Los Angeles Court Dismisses K-Swiss Trademark Lawsuit Against Puma

The Los Angeles District Court has dismissed a lawsuit filed by K-Swiss against Puma over its Dolton shoe design. Puma filed its own trademark infringement lawsuit in the District of Massachusetts and the case will continue to be heard there.  K-Swiss sought a ruling that its Dolton shoe design did not infringe Puma’s “Formstrip Trademarks,” which run along the side of the shoe, according to a statement from the law firm Milord & Associates. Two business days after K-Swiss’ filed its lawsuit in Los Angeles, Puma filed its own trademark infringement lawsuit in the District of Massachusetts and filed a motion to dismiss, transfer, or stay the Los Angeles action.


In its decision, the Los Angeles District Court declined to exercise jurisdiction over the matter even though under the “first to file” rule, K-Swiss’ action preceded Puma’s Massachusetts lawsuit: “the rule is a flexible one and the Court may, in its discretion, rely on equitable grounds, such as ‘when the filing of the first suit evidences bad faith, anticipatory suit, or forum shopping,’ to determine whether to depart from the first to file rule.” 

 

The court deemed K-Swiss’ action to be anticipatory in nature and “when, as here, a declaratory judgment action has been triggered by a cease and desist letter, equity militates in favor of allowing the second-filed action brought by the true plaintiff in the dispute to proceed to judgment rather than the first. The statement from the law firm said K-Swiss will now be forced to file its causes of action as counterclaims in the District of Massachusetts.
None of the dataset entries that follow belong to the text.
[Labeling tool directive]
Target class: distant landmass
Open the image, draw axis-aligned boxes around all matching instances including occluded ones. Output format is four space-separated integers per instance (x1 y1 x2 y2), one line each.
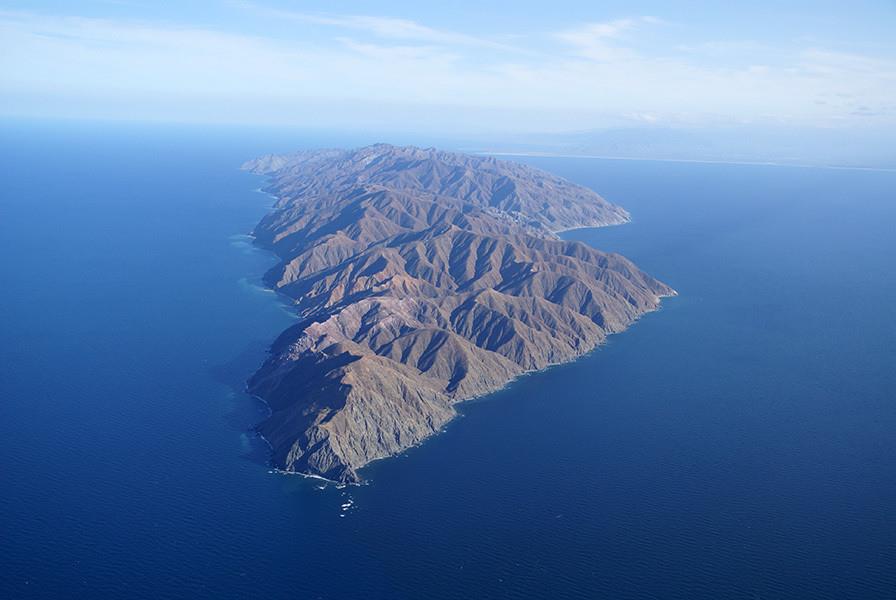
243 144 675 482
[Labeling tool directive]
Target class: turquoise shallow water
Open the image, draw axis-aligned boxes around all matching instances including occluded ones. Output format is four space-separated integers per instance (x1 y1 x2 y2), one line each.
0 125 896 599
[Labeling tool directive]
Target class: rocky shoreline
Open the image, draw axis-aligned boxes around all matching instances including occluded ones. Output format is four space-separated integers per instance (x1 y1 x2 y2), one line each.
243 144 675 482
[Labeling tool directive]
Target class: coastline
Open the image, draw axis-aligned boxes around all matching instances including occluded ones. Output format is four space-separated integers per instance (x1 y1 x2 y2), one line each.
480 150 896 173
244 148 678 485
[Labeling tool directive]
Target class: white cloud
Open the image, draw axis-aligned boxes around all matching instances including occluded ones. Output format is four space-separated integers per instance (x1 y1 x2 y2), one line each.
0 12 896 131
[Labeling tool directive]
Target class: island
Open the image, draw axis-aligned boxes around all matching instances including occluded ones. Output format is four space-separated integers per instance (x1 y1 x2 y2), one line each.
243 144 675 482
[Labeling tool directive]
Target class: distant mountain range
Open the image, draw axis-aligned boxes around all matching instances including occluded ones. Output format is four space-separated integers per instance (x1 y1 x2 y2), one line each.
472 125 896 169
243 144 675 482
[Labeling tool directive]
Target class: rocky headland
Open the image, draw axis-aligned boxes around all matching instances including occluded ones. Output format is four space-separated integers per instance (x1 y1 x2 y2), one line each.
243 144 675 482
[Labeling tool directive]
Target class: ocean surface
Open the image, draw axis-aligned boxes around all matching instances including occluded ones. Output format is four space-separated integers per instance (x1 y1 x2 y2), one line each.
0 123 896 600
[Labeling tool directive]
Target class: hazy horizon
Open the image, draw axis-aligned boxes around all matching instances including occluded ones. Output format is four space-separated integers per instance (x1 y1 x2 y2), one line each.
0 0 896 136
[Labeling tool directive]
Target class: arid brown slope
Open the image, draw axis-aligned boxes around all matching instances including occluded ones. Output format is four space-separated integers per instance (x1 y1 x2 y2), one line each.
244 144 674 481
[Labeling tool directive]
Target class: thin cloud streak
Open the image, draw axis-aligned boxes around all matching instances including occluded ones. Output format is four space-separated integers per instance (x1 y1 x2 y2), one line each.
0 7 896 131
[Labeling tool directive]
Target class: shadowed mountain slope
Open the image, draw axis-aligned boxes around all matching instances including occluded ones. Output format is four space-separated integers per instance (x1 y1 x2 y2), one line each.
243 144 675 481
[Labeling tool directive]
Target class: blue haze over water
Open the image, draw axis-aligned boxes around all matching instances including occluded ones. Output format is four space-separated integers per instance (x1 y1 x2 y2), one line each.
0 124 896 599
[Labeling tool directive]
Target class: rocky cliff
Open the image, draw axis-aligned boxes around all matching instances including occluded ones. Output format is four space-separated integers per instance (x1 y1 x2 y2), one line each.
243 144 675 481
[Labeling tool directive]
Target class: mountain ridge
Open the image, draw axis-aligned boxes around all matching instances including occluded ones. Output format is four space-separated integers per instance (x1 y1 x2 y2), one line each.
243 144 675 482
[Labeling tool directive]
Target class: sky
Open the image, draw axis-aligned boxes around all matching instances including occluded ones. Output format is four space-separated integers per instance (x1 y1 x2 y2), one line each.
0 0 896 133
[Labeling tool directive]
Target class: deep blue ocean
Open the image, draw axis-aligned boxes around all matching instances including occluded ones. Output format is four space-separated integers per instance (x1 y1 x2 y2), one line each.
0 123 896 600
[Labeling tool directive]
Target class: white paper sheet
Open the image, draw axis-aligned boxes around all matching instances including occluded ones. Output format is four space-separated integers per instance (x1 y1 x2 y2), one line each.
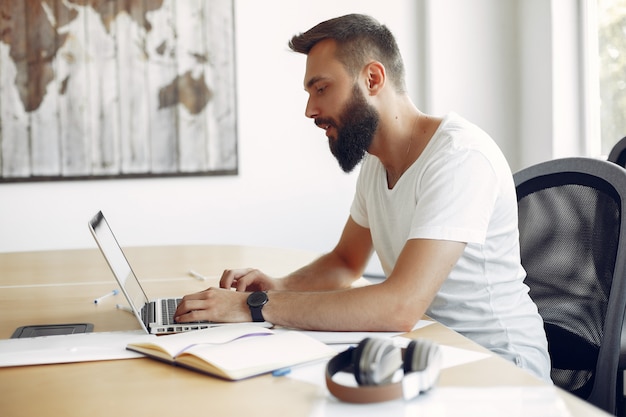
0 330 156 367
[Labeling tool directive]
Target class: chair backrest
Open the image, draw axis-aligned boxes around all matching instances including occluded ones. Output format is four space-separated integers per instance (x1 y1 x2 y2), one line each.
514 158 626 413
608 136 626 167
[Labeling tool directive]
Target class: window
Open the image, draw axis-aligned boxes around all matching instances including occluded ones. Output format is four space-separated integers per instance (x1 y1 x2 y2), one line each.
592 0 626 155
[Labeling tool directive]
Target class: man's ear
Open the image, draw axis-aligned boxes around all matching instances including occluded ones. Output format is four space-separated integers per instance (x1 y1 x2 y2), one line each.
364 61 387 95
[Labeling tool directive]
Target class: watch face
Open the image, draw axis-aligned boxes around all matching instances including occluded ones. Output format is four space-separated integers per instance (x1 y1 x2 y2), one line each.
248 291 267 307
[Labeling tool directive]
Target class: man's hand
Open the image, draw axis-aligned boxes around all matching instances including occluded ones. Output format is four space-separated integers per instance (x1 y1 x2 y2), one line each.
220 268 279 292
174 288 252 323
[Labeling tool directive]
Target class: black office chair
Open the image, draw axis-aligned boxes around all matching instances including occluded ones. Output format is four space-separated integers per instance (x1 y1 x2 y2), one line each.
608 136 626 167
514 158 626 414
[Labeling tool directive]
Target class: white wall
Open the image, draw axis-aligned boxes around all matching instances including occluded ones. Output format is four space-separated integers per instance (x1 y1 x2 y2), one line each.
0 0 584 252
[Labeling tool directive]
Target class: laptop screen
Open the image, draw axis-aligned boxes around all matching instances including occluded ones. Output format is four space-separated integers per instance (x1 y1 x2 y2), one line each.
89 211 148 324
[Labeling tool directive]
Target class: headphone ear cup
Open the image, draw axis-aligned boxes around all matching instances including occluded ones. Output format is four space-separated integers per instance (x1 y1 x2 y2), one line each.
403 339 441 395
352 337 372 385
404 339 438 374
353 338 402 385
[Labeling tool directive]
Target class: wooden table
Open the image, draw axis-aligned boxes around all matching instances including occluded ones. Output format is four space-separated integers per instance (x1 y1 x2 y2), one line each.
0 246 608 417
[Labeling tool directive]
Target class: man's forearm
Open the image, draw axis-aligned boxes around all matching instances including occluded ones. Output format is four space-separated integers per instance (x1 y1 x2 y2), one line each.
281 252 363 291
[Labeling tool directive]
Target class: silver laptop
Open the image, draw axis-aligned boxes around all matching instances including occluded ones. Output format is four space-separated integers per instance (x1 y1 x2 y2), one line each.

In a March letter to K-Swiss, Puma threatened a suit of its own if K-Swiss didn't stop selling and marketing the Dolton shoe, which the German firm argued copied its trademarked “formstrip” design seen on the side of most of its shoes.  The K-Swiss Dolton features an eyelet strip, which runs in a color block down the side of the shoe and to the sole. The Dolton was introduced in late 2008, the suit said, and the two former Puma employees were hired by K-Swiss after the Dolton was designed.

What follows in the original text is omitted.